The phrase “Taiñ Azkintun” in the Mapudungun language of the Mapuche people of Chile translates into English as “our view.” It is also the name of an innovative arts training program, launched in 2010, to teach young indigenous Chileans—who constitute 4 percent of the national population—how to capture their ideas and experiences on video.
The initiative is designed to help Chile’s native youth affirm their voice in the national fabric. It is funded with a $20,000 grant from the Canadian government, along with support from local universities, and is overseen by indigenous rights watchdog Observatorio Ciudadano and the Mapuche publication Azkintuwe. Through the free program, 20 students are trained in audiovisual tools, scriptwriting, interview techniques, and editing-—skills students need to produce independent work that can be heard and seen.

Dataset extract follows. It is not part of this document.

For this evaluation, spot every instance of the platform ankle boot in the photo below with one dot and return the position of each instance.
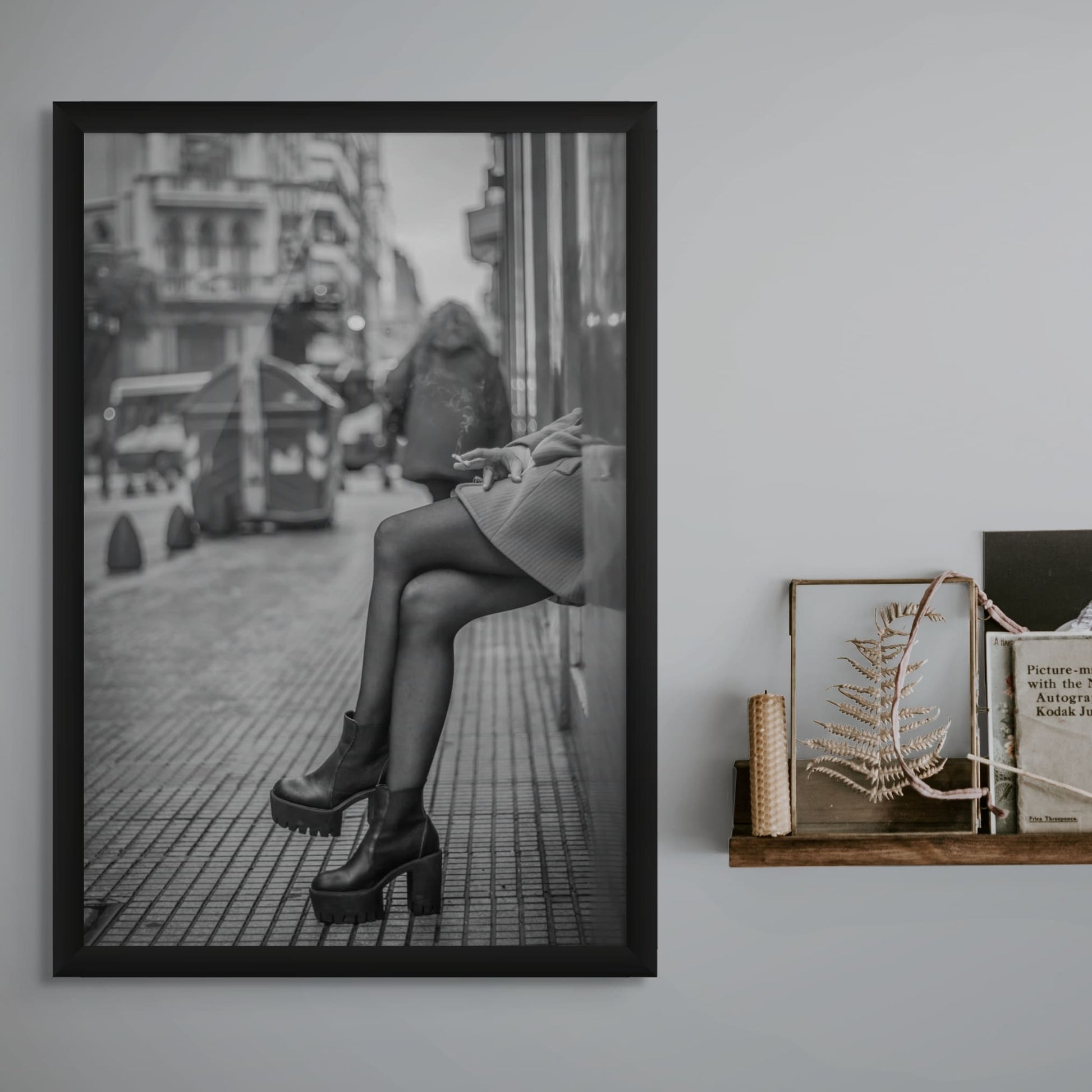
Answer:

“Chilean society needs to develop an intercultural dialogue,” says Paulina Acevedo, Observatorio Ciudadano’s communications director. “We should recognize we’re a country with indigenous nations as well as descendants of immigrants.”

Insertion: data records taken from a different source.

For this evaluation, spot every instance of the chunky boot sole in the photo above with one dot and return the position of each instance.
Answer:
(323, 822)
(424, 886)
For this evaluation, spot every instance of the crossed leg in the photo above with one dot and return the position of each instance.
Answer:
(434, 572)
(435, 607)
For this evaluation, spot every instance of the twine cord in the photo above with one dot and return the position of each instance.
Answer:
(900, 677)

Films now in post-production cover topics like foreign investment; social and environmental conflicts; ethno-tourism projects; language revival; and Mapuche perspectives on women’s role in society. One student group is even looking into funding for a video news project to report on indigenous rights issues.
Their projects were presented on December 10—International Human Rights Day. Organizers hope the presentation will help them continue the project with Chilean government funds and support from private foundations. If successful, they want to launch the project in Santiago to work with students from other indigenous groups, like the Aymara of the Andes and the Polynesian Rapa Nui people of Easter Island.